Treatment of ptosis is determined by 2 factors: How the child’s vision is developing and the child’s head position. A child may have an abnormal head position if they are holding their head in a position (often tipping their head back) to help them see. If only one eyelid is droopy, your doctor may have the child wear an eye patch the good eye to help develop vision from the eye with the droopy eyelid.
If a child is not developing vision normally or developing an abnormal head position, surgery may be recommended. There are essentially three types of surgery used to treat congenital ptosis. The surgery performed depends on the amount of droopiness and the strength of the muscle that lifts the eyelid.
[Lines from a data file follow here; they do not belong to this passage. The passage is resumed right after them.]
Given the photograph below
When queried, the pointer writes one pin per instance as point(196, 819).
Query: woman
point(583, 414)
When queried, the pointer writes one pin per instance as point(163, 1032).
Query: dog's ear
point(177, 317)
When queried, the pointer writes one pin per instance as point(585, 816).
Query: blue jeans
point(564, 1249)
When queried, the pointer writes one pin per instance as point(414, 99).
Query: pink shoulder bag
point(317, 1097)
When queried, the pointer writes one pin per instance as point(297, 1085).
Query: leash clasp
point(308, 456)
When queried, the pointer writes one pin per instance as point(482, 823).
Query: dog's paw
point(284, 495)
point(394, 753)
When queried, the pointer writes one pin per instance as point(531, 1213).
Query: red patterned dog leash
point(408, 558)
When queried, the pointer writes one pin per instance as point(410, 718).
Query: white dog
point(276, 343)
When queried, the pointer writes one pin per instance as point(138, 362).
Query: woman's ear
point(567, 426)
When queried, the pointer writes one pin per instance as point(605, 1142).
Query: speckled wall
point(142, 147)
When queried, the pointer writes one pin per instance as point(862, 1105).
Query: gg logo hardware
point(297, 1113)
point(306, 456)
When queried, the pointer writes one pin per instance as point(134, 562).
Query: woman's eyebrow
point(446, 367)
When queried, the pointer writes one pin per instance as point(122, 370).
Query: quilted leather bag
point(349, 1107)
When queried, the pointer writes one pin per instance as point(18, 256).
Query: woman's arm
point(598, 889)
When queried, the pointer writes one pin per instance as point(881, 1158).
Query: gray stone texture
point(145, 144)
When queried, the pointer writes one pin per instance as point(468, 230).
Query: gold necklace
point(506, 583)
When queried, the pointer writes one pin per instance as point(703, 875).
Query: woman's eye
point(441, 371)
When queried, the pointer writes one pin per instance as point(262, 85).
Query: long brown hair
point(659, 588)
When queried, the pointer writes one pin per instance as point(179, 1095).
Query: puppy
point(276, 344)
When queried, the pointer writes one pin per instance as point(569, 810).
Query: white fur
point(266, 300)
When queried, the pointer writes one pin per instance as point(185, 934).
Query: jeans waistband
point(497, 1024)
There are many factors to take into consideration in deciding the appropriate surgery to recommend for a child with a droopy eyelid.
If a child has a droopy lid but is developing vision normally and does not have an abnormal head position, surgery is often delayed until the age of 4 or 5 years, so that it is done before the child starts school.
After surgery, it is common for a child to have a slightly open eye while sleeping. Although alarming to the parents, this usually improves with time. Lubricating eye drops or ointments can be used during this time to prevent dry eye.